Low-certainty evidence suggests that RR may result in an improvement in disease-free survival compared to LE (3 trials, 212 participants; HR 1.96, 95% confidence interval (CI) 0.91 to 4.24). This would translate into a three-year disease-recurrence risk of 27% (95% CI 14 to 50%) versus 15% after LE and RR, respectively.

Regarding sphincter function, only one study provided objective results and reported short-term deterioration in stool frequency, flatulence, incontinence, abdominal pain, and embarrassment about bowel function in the RR group. At three years, the LE group had superiority in overall stool frequency, embarrassment about bowel function, and diarrhea.

Local excision may have little to no effect on cancer-related survival compared to RR (3 trials, 207 participants; HR 1.42, 95% CI 0.60 to 3.33; very low-certainty evidence). We did not pool studies for local recurrence, but the included studies individually reported comparable local recurrence rates for LE and RR (low-certainty evidence).

It is unclear if the risk of major postoperative complications may be lower with LE compared with RR (risk ratio 0.53, 95% CI 0.22 to 1.28; low-certainty evidence; corresponding to 5.8% (95% CI 2.4% to 14.1%) risk for LE versus 11% for RR). Moderate-certainty evidence shows that the risk of minor postoperative complications is probably lower after LE (risk ratio 0.48, 95% CI 0.27 to 0.85); corresponding to an absolute risk of 14% (95% CI 8% to 26%) for LE compared to 30.1% for RR. One study reported an 11% rate of temporary stoma after LE versus 82% in the RR group. Another study reported a 46% rate of temporary or permanent stomas after RR and none after LE.

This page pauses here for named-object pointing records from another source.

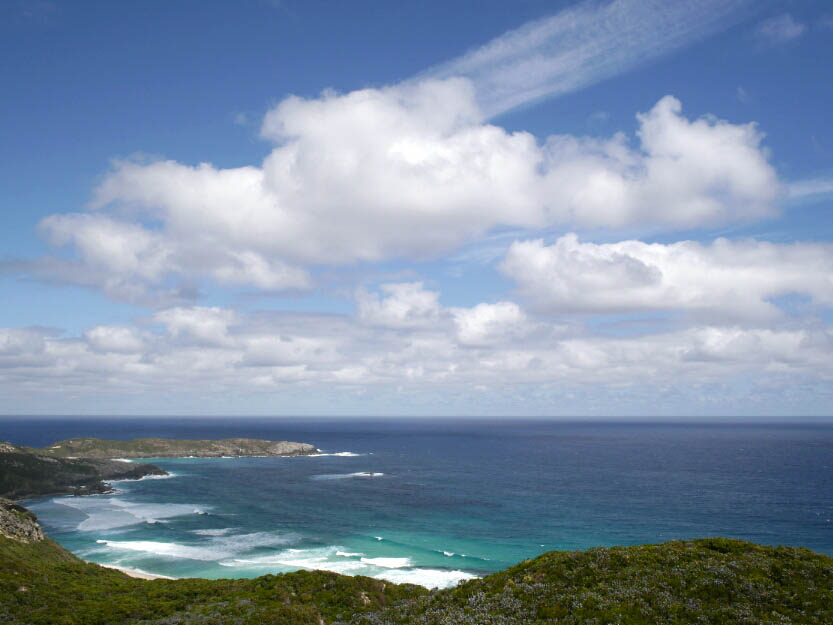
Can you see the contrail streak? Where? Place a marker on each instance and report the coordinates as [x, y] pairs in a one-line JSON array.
[[583, 45]]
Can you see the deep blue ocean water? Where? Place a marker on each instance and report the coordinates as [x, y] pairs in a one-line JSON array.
[[433, 502]]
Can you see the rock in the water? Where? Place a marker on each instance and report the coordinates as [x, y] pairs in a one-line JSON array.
[[18, 523]]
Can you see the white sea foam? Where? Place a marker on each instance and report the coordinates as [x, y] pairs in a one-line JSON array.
[[134, 572], [167, 476], [316, 558], [429, 578], [345, 476], [105, 513], [214, 532], [170, 550], [343, 454], [388, 563]]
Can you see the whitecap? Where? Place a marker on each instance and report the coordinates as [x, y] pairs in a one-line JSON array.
[[342, 454], [429, 578], [388, 563], [345, 476], [213, 532], [170, 550], [311, 559], [167, 476], [104, 513]]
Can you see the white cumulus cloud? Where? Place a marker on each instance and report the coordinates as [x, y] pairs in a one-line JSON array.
[[733, 280], [407, 171]]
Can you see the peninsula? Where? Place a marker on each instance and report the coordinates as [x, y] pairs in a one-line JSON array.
[[711, 580], [26, 473], [173, 448], [83, 466]]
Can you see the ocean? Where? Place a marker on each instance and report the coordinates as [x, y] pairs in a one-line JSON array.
[[433, 502]]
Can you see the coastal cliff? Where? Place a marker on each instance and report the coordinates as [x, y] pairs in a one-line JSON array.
[[173, 448], [712, 580], [25, 473]]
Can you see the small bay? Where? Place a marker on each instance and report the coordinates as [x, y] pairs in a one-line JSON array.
[[433, 502]]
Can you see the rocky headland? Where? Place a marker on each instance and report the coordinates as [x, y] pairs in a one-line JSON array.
[[98, 448], [26, 473], [711, 580]]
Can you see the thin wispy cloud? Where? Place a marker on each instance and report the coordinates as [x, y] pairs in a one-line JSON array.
[[781, 29], [583, 45]]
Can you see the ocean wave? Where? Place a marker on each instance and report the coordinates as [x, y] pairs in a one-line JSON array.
[[213, 532], [104, 513], [335, 559], [312, 559], [169, 550], [215, 549], [388, 563], [343, 454], [167, 476], [344, 476], [429, 578]]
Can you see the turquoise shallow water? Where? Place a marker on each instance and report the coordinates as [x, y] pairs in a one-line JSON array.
[[433, 503]]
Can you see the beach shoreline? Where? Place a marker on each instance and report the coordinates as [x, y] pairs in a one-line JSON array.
[[138, 574]]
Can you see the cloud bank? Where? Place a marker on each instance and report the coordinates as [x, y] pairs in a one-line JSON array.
[[404, 172]]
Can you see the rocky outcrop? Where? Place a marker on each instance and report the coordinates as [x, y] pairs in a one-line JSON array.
[[173, 448], [27, 474], [18, 523]]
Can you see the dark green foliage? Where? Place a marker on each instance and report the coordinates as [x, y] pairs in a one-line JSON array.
[[41, 583], [705, 581], [25, 474], [702, 581]]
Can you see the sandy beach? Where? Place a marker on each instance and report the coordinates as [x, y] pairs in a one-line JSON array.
[[135, 572]]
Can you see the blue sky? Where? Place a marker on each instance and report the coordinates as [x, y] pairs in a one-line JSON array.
[[593, 209]]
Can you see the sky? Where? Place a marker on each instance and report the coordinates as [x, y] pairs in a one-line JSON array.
[[515, 209]]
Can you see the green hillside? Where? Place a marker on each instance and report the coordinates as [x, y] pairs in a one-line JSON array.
[[42, 584], [704, 581], [24, 474]]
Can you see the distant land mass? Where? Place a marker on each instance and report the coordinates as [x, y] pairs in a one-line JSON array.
[[82, 466], [713, 580], [173, 448], [25, 473]]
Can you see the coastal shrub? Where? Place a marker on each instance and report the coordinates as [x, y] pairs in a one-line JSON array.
[[692, 582]]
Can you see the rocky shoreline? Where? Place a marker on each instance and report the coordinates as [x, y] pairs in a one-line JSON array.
[[24, 473], [96, 448]]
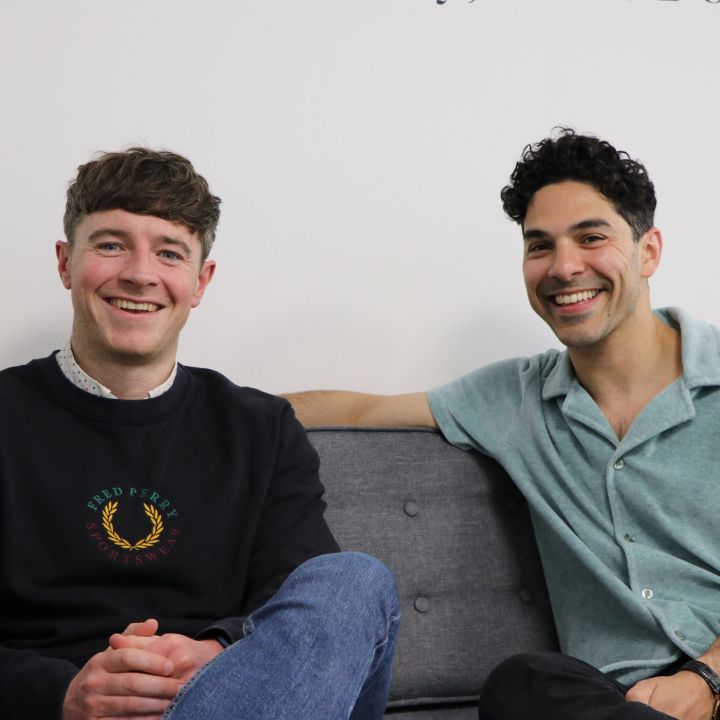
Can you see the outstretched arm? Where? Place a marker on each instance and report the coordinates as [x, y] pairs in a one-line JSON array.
[[340, 407]]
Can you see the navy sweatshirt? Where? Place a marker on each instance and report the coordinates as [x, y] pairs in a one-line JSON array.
[[191, 507]]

The evidence is uncertain about the effect of LE compared with RR on quality of life. Only one study reported standard quality of life function, in favor of LE, with a 90% or greater probability of superiority in overall quality of life, role, social, and emotional functions, body image, and health anxiety. Other studies reported a significantly shorter postoperative period to oral intake, bowel movement, and off-bed activities in the LE group.